Кровавый Рим. Книги 1-9 — страница 275 из 349

Неожиданно раздавшийся шорох шагов испугал Юния, заставив его вжать голову в плечи, и в таблиний шагнул высокий человек, закутанный в черный плащ с низко надвинутым капюшоном. Сенатор попытался подняться навстречу, но ноги, внезапно онемевшие, отказались повиноваться, и он так и остался сидеть в катедре. Гость откинул капюшон со лба, и Юний задохнулся от изумления. Перед ним стоял префект претория – Гней Серторий Невий Макрон.

– Я пришел говорить с тобой о важном деле, сенатор, – глухо произнес Макрон, усаживаясь по безмолвному знаку хозяина в катедру напротив. – Рим вскоре постигнут величайшие беды, и лишь мы в силах предотвратить их. Ты согласен выслушать меня?

Юний кивнул, едва переводя дыхание.

– Поклянись Юпитером, даже если твой ответ будет «нет», сохранить в тайне нашу беседу!

– Клянусь Юпитером, и да покарает меня его гнев, если я нарушу слово, – ответил Силан, и рука его помимо воли потянулась к чаше с вином. – Соверши со мной возлияние, префект претория. Извини мое волнение, я уже так стар, и мысли мои нередко путаются.

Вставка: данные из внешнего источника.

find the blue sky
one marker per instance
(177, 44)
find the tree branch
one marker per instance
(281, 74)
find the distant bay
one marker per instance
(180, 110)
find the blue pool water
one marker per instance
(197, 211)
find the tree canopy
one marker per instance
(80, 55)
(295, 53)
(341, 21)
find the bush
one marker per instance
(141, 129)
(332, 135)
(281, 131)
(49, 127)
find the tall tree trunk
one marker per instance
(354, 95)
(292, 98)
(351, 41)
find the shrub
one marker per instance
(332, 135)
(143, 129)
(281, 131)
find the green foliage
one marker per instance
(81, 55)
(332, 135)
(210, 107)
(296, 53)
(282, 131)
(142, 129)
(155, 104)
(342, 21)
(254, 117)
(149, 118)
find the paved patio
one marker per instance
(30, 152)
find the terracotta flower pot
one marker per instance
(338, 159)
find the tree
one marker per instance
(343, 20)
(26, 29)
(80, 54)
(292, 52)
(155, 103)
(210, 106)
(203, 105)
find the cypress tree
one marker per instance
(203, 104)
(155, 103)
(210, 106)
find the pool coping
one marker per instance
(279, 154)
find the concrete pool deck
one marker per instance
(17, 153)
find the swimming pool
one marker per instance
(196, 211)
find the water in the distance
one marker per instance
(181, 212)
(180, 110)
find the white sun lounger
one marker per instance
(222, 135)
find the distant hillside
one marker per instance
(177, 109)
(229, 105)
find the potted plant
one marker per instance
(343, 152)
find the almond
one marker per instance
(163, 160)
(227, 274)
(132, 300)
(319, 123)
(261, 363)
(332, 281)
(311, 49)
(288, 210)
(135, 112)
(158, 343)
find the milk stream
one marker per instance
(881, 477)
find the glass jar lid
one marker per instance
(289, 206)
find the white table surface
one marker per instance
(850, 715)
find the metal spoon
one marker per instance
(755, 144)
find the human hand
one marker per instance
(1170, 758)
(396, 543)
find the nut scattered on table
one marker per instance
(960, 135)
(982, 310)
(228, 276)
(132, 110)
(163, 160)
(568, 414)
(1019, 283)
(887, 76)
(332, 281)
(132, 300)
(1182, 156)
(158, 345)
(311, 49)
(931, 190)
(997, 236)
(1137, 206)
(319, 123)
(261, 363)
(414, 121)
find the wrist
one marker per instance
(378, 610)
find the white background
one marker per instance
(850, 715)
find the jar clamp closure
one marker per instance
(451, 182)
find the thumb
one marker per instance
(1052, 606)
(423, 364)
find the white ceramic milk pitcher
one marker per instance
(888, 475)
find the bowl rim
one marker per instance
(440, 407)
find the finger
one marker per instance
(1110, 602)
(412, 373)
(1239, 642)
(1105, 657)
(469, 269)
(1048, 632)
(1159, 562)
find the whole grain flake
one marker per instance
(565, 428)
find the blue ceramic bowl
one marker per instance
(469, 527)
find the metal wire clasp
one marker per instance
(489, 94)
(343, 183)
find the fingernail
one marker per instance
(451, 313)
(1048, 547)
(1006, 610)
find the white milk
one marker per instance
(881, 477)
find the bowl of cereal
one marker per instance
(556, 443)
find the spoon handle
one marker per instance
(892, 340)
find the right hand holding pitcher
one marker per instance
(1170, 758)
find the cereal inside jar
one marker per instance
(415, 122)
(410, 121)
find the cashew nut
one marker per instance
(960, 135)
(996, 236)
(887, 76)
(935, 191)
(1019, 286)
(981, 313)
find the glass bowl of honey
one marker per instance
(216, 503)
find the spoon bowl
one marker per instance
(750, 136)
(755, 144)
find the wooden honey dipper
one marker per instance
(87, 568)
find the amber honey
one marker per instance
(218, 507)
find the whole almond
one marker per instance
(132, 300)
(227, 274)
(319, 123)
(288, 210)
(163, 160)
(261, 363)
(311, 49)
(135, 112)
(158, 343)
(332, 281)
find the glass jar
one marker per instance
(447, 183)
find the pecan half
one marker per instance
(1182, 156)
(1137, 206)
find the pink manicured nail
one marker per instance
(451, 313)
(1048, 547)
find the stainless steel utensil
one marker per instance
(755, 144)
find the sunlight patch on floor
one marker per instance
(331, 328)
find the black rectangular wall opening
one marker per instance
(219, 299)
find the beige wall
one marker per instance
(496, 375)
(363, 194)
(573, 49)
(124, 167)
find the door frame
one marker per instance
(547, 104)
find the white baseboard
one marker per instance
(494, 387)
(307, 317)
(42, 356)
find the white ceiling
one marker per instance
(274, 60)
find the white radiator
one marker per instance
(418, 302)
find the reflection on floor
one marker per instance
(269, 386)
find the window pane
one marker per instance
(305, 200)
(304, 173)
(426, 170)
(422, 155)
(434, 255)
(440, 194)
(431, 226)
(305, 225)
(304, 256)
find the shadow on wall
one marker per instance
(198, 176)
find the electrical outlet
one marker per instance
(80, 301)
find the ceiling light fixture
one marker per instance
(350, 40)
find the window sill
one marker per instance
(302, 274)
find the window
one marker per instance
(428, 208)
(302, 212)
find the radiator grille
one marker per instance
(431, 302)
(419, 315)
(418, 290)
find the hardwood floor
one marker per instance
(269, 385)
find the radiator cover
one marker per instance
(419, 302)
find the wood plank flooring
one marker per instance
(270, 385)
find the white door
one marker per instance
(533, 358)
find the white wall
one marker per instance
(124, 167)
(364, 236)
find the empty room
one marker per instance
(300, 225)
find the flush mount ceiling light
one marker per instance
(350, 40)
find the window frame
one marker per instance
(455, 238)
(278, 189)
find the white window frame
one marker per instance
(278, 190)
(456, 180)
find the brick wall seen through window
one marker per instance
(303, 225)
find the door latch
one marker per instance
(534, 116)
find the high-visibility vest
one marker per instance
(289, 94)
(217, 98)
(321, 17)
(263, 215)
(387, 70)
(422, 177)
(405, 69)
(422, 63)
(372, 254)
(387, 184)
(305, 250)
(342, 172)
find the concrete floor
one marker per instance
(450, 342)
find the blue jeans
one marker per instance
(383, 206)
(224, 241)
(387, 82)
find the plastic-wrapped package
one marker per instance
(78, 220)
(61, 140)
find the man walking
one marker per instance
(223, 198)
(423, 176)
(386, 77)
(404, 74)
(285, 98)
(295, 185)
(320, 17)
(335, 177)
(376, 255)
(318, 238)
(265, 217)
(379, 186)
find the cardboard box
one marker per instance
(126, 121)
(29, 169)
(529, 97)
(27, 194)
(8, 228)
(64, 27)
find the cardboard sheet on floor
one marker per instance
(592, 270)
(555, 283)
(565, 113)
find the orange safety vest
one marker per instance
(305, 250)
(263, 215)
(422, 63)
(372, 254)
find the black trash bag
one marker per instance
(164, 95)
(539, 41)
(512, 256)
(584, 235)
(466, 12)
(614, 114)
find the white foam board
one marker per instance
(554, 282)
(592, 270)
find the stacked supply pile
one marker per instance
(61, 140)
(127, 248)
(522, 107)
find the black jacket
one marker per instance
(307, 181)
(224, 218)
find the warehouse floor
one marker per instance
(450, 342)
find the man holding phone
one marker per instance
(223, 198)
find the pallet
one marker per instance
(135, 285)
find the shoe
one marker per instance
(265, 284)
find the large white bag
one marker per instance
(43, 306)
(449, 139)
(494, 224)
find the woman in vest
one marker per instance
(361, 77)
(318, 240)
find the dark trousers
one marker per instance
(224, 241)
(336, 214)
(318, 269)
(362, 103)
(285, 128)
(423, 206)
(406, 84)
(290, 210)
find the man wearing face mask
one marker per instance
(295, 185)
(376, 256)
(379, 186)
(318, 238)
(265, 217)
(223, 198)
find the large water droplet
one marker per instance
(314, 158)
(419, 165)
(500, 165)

Макрон утаил усмешку. Да Юний – поворотный ключ во всех сенаторских делах, которые таят или хотят таить от императора! Все незаконные сделки, поставки низкопробного, гнилого материала для строительства, подкупы сенаторских судебных комиссий, утаивание части налогов с провинций, аренда земель под низкие проценты – все эти дела проходят через Марка Юния Силана, наживающегося на обманах и взятках. Он – негласный лидер среди сенаторского сословия, все распри и оппозиции происходят и создаются через него. Но мало кто догадывается об этом, а знают лишь единицы. Умный и хитрый Силан остается в тени. Если б Макрон не следил пристально за ним с самого начала его карьеры еще при Тиберии, сейчас он не сидел бы перед тем сенатором, от которого зависит успешное завершение их заговора против Калигулы. Но хитрец перехитрит хитреца, избавившись после переворота и от старой лисы, и от молодого петушка Гемелла. Пусть только убийство императора сойдет им с рук.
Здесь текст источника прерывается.